Marsha Bradfield Marsha Bradfield is an artist, educator and curator from Vancouver, Canada. She is currently pursuing a Ph.D. at Chelsea College of Art and Design, London. Marsha's multiple and discursive practices investigate dialogue as both the content and form of collaborative art making. In addition to being part of Critical Practice, Marsha is a founding member of Future Reflections Research Group (www.futureflections.org.uk ), a team of four Ph.D. researchers at Chelsea that investigates the theory and practice of art as research.

Cinzia Cremona Cinzia Cremona is a PhD candidate with the University of Westminster (http://www.wmin.ac.uk/mad/page-1802 ) looking at the relationships of video performance, and exploring the potential of a relational understanding of performativity - how art practice and discourse inform relationships, as well as subjectivities. Also, a core member of Critical Practice (http://criticalpracticechelsea.org/ ) and coordinator of Social Relations. (Examples of practice: http://www.perpetualartmachine.com/component/option,com_gallery2/Itemid,50/lang,en/?g2_view=core.ShowItem&g2_itemId=53477 )

Corrado Morgana Corrado Morgana is an artist, electronic musician (retired) and Phd candidate.
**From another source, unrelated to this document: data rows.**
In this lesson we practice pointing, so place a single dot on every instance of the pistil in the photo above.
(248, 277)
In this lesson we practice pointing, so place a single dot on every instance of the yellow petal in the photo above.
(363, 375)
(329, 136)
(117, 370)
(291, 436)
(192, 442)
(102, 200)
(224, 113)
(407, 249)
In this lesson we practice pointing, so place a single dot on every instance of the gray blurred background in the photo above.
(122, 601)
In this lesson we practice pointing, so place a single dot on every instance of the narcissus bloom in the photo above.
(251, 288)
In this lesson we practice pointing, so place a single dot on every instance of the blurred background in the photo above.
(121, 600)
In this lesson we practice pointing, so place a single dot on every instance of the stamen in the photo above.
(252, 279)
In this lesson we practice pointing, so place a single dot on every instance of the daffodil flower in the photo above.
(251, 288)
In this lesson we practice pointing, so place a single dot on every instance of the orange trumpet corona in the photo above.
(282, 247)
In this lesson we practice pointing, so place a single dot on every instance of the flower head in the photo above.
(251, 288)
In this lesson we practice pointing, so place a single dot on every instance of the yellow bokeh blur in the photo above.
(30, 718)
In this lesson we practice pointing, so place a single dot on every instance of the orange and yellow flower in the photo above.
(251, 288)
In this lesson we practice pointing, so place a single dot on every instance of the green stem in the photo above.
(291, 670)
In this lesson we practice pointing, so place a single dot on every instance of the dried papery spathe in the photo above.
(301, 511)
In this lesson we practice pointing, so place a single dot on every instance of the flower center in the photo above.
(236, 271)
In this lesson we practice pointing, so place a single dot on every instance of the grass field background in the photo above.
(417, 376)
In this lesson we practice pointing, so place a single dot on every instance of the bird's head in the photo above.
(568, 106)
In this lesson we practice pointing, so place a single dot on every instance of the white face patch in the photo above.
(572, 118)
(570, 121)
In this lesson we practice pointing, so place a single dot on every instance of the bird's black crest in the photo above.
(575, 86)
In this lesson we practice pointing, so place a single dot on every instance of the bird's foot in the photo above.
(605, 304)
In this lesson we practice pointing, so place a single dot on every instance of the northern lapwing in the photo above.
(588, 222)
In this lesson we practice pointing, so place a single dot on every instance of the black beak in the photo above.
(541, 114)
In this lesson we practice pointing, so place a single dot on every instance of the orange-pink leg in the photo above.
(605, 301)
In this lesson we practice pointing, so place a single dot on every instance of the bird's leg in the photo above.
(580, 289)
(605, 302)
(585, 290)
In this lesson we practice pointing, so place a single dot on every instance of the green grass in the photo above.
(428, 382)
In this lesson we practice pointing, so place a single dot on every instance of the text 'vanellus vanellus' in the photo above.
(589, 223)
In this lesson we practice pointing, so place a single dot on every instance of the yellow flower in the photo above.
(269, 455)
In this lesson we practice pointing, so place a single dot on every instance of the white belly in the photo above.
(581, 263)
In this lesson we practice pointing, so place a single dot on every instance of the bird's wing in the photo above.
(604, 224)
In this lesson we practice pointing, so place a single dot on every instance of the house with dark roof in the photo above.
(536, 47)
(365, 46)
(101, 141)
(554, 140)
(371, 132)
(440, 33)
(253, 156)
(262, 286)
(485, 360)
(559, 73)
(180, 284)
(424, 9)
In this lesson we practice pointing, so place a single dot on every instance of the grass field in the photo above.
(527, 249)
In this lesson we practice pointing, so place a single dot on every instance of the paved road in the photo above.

He is currently researching strategies for GamesArt practice and curation. He has recently co-curated 'Zero Gamer' and 'Game-Play' and is a member of the London Games Festival Fringe committee. He has been involved in various large scale collaborative projects including Node.London and Open Congress.

http://gamecritical.net

Michaela Ross Michaela Ross is an artist and researcher, currently undertaking a PHD at Chelsea College of Art and Design (http://www.chelsea.arts.ac.uk/24376.htm ). and a member of Critical Practice. She is interested in the role of artists working within the educational function of the museum and has been involved in projects at Tate, Serpentine and the British Library.

Jem Mackay Jem Mackay is a PhD candidate with Camberwell College of Arts, looking at effective structures for open and non-hierarchical collaborative filmmaking. He develops www.swarmtv.org, which is an online web 2.0 community environment that aims to open up the process of filmmaking using the Creative Commons licence.